A few weeks later when I arrived at the B&B in his city, Orchid Guy had sent flowers to my room (mainly orchids). At that point, I flipped the fuck out. I thought it was extremely invasive, because this was a trip I was paying for myself, not to mention the emotional time I was having during my separation, but to have someone put flowers in my room just crossed the line for me. He thought he was making a nice gesture and being a “good guy,” but in reality he was well over all of my boundaries to the point that I didn’t feel the need to hang out with him whatsoever during my trip.

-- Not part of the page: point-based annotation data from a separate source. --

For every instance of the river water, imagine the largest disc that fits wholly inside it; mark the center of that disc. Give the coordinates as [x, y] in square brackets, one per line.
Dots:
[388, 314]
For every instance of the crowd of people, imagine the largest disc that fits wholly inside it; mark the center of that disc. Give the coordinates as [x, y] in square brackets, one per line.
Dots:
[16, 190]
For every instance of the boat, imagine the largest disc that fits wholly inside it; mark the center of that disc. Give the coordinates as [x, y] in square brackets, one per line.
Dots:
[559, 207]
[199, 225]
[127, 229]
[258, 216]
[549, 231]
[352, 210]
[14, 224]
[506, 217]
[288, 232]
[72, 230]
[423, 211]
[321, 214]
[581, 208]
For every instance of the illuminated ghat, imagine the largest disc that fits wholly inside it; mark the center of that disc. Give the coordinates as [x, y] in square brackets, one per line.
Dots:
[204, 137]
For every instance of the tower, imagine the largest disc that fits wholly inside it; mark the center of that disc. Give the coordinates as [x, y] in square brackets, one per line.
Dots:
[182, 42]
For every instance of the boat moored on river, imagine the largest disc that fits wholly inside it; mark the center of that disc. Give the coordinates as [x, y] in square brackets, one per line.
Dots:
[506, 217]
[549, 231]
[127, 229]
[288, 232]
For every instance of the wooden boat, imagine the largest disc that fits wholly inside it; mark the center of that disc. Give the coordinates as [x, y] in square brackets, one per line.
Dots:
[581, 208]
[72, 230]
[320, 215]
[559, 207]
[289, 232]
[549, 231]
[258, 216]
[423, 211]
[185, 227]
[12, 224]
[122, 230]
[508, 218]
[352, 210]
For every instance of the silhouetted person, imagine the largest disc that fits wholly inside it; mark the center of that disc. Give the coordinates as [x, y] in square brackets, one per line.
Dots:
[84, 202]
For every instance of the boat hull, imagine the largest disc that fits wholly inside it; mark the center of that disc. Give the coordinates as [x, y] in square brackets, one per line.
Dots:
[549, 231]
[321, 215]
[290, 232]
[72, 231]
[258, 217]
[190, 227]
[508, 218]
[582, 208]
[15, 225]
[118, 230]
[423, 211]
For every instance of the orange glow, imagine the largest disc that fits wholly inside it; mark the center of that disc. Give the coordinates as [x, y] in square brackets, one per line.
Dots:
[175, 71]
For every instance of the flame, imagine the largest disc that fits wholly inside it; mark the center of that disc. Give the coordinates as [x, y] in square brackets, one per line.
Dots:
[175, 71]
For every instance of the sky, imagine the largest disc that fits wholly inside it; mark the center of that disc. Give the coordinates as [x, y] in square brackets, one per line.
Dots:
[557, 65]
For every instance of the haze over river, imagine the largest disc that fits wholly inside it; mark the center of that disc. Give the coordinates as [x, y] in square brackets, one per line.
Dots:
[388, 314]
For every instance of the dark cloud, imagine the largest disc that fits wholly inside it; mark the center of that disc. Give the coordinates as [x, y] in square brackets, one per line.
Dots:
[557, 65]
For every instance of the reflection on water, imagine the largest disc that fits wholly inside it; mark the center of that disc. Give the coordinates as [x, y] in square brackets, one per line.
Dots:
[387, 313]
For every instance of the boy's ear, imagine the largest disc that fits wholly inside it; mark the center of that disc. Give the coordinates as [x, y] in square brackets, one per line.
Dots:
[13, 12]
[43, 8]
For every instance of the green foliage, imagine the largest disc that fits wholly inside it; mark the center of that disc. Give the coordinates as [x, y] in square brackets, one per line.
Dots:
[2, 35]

I was super angry and felt violated.

Even after explaining to a space invader that they have crossed a line (or many lines), explaining that perhaps right now is not the time to continue a conversation, or explaining that right now we may not be feeling well enough to do what they would like us to do, they continue making excuses and finding ways to invade our space… if that person continues to disrespect your boundaries, it’s time to either set the boundaries or let them go. Space invaders will make us crazy and make us literally ill, because they are life-sucking vampires.

In the game Space Invaders, you get 3 “lives,” but in real life we only get one. However, we do have three choices as to how we handle these people: we can either continue allowing space invaders win and slowly kill us, place the boundaries today, or completely end the relationship by announcing: Game Over.